Un conseil concret pour la redécouverte: faites des sessions courtes mais concentrées. Les jeux de cette période, quand ils installent une ambiance, gagnent à être joués avec de l’attention, quitte à prendre des notes sur ce que vous comprenez des systèmes, des objectifs, ou des écrans-clefs.
Si vous aimez comparer les variations d’un même titre selon les machines, jetez un œil à DeathMask sur Sega Saturn. Deux supports de la même génération, deux philosophies possibles: rendu, interface, sensations, voire choix de mise en scène. Même quand le nom est identique, le passage d’une console à l’autre peut révéler des partis pris très différents, et c’est exactement le genre de comparaison qui nourrit une collection.
DeathMask s’aborde comme un titre où la complétude fait toute la différence. Sur PlayStation, un exemplaire “propre” se juge vite: état du disque (micro-rayures, traces circulaires), charnière du boîtier, et surtout présence de la notice. Beaucoup de jeux PS1 perdent de leur charme quand le livret manque, parce que c’est lui qui porte une partie de l’identité graphique et de la première compréhension.

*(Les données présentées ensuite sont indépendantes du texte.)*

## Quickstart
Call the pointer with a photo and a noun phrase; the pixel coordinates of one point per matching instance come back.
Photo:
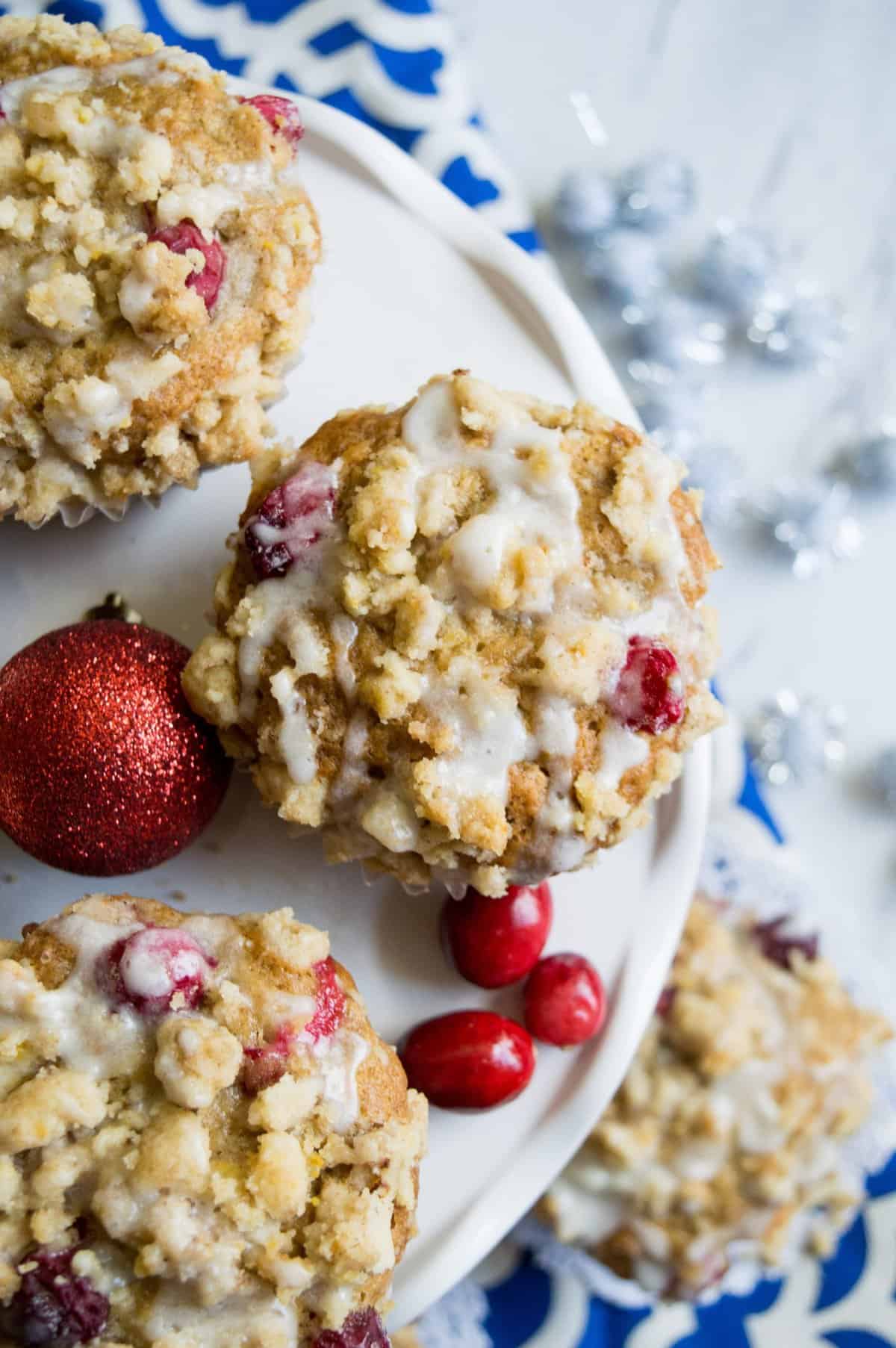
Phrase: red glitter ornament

Côté vérifications, privilégiez un contrôle simple: disque tenu à la lumière, test de lecture sur une console fiable, et inspection du dos de jaquette (usure, décoloration, pliures). Pour un full set soigné, surveillez aussi les détails “bêtes” mais essentiels: boîtier d’origine non fendu, ergots intacts, et livret non gondolé.
Console, édition, compatibilité, état et informations utiles avant de compléter la collection.
Cette fiche concerne la version PS One de DeathMask. Full Set référence également DeathMask sur Sega Saturn.
La date de sortie référencée pour DeathMask sur PS One est No.
DeathMask a été édité par Vantan International.
DeathMask a été développé par Electric Dreams Inc..
L’indice de rareté marché Full Set de DeathMask est actuellement de 71 sur 100, soit un niveau « Rare ». Le dernier relevé a détecté 2 annonces. Cet indicateur combine la disponibilité observée et le niveau de prix par rapport aux autres jeux de la même console.
Sur PS One, DeathMask est distribué sous la forme de un CD-ROM PlayStation.
Contrôlez les rayures profondes, les fissures autour du centre du disque, l’état de la face imprimée et la lecture sur une console compatible. Vérifiez également la boîte, la notice, la jaquette et la région du jeu.